A limitation of this exploratory study is that surveys of patients’ symptoms were conducted independently of clinical encounters. Our exploratory evaluation did not find an association between reporting periods between the patients’ report and clinicians’ report with level of concordance. In addition, we cannot confirm that patients mentioned these symptoms to their clinicians. We hope future studies in the hepatology field will explore these associations more thoroughly and include a broader range of AE symptoms during clinical trials.
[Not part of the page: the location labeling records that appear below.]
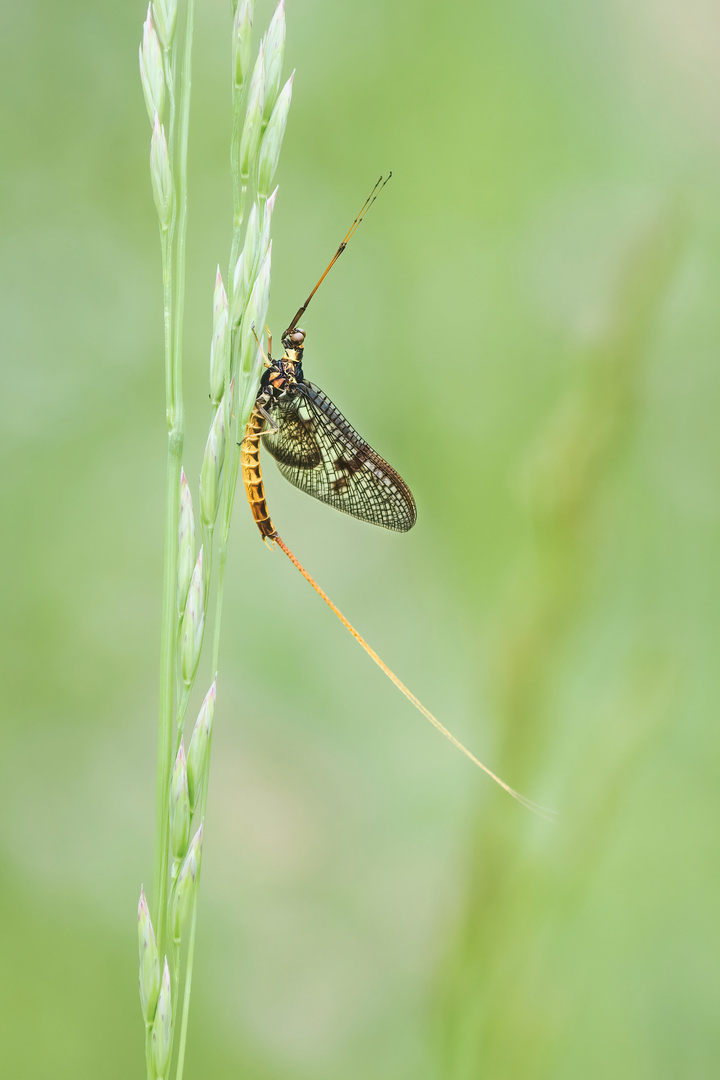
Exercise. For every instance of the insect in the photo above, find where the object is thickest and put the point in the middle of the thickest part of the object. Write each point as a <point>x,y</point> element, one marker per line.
<point>318,451</point>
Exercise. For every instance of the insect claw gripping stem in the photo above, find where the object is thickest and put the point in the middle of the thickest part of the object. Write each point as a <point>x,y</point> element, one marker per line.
<point>542,811</point>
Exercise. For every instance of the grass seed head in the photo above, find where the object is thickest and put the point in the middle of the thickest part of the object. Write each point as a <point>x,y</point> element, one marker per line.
<point>249,140</point>
<point>149,960</point>
<point>179,806</point>
<point>162,1029</point>
<point>272,139</point>
<point>193,623</point>
<point>242,36</point>
<point>220,340</point>
<point>211,473</point>
<point>160,174</point>
<point>274,54</point>
<point>152,76</point>
<point>198,751</point>
<point>244,267</point>
<point>186,543</point>
<point>165,12</point>
<point>185,887</point>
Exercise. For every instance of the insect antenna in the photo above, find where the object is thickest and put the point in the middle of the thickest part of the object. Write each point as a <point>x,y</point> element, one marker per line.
<point>351,231</point>
<point>542,811</point>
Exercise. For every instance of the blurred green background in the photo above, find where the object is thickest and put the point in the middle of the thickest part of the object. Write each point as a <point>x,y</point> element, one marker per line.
<point>527,326</point>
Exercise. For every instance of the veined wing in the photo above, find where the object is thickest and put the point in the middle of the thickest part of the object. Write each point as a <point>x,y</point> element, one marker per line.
<point>318,451</point>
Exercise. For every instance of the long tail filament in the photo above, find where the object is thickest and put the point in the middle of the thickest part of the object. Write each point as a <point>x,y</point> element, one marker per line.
<point>408,693</point>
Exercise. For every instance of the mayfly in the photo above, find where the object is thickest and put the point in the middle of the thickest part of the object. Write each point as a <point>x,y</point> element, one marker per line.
<point>317,450</point>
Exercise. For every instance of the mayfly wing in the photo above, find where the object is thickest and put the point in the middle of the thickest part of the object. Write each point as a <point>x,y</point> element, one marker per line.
<point>318,451</point>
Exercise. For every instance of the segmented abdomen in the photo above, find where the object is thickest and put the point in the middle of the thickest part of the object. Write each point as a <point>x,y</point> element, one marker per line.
<point>249,459</point>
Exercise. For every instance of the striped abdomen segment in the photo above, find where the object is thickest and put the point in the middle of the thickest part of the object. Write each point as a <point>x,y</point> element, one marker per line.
<point>249,459</point>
However, even with better study designs, we anticipate findings would be consistent with findings from multiple other studies reporting underreporting of AEs by clinicians [1318, 3537]. Another limitation is that this study was limited to English-speaking participants in the United States; thus, it is unknown if these results will generalize to non-English speaking patients and patients in other nations with different healthcare systems and different cultures.

4.1. Conclusions

This is the first study we are aware of to explore the concordance between patient-reported symptoms using surveys and clinician recording of the corresponding events captured in medical records in a population of patients with hepatitis C undergoing DAA treatment. The findings have implications not only for future trials of hepatitis C treatment but will be highly relevant to future drug trials and subsequent comparative effectiveness studies for all liver disease populations. This study suggests a poor level of concordance between patient-reported and clinician-recorded symptom AEs with clinicians tending to underreport symptom AEs. This finding is consistent with the literature in many other health conditions and medical treatments [1318, 3537] and supports the increasing need to evaluate symptoms directly using patient-reported measures, to obtain a more accurate depiction of safety and symptoms during treatment with investigational as well as approved treatments.

Data Availability

Data comes from a registered clinical trial (http://CT.gov/ Registration: NCT02786537).

Ethical Approval

The authors confirm that the ethical policies of the journal, as noted on the journal’s author guidelines page, have been adhered to, and the appropriate ethical review committee approval has been received. The study conformed to the US Federal Policy for the Protection of Human Subjects.

Conflicts of Interest

Bryce Reeve served as a consultant for the University of Florida. Anna Lok receives research funding from Gilead Sciences, Inc.


This study was funded in part by the Patient-Centered Outcomes Research Institute (PCORI) Award (HPC-1503-27891).